E-ANT: A Large-Scale Dataset for Efficient Automatic GUI NavigaTion
Ke Wang, Tianyu Xia, Zhangxuan Gu, Yi Zhao, Shuheng Shen, Changhua Meng, Weiqiang Wang, Ke Xu
TL;DR
This work tackles the lack of high-quality Chinese GUI navigation data by introducing E-ANT, a large-scale dataset with ~40k real human trajectories across 20k+ tiny apps, enriched with intents, per-step screenshots, and detailed layout annotations. It systematically evaluates zero-shot and fine-tuned LLM/MLLM approaches and introduces data augmentation to improve page understanding and chained decision-making data. The results reveal significant challenges in GUI navigation, especially at the trajectory level, and demonstrate how layout-aware representations and targeted augmentation can boost per-image decisions.
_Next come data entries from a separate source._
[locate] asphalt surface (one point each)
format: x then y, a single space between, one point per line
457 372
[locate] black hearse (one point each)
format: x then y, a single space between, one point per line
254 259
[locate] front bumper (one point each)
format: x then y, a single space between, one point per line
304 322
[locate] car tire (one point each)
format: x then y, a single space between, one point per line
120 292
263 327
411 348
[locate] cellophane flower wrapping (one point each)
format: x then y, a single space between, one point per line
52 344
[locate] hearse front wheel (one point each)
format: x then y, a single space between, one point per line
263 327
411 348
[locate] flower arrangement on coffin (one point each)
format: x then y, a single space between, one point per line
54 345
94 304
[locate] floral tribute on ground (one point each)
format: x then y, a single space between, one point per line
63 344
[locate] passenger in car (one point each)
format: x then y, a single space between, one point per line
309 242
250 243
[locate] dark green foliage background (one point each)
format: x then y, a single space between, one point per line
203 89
Overall, E-ANT provides a valuable benchmark and baseline methods to advance evaluation and development of GUI navigation and multimodal decision-making for mobile apps, particularly in Chinese contexts.
Abstract
Online GUI navigation on mobile devices has driven a lot of attention recent years since it contributes to many real-world applications. With the rapid development of large language models (LLM), multimodal large language models (MLLM) have tremendous potential on this task. However, existing MLLMs need high quality data to improve its abilities of making the correct navigation decisions according to the human user inputs. In this paper, we developed a novel and highly valuable dataset, named \textbf{E-ANT}, as the first Chinese GUI navigation dataset that contains real human behaviour and high quality screenshots with annotations, containing nearly 40,000 real human traces over 5000+ different tinyAPPs. Furthermore, we evaluate various powerful MLLMs on E-ANT and show their experiments results with sufficient ablations. We believe that our proposed dataset will be beneficial for both the evaluation and development of GUI navigation and LLM/MLLM decision-making capabilities.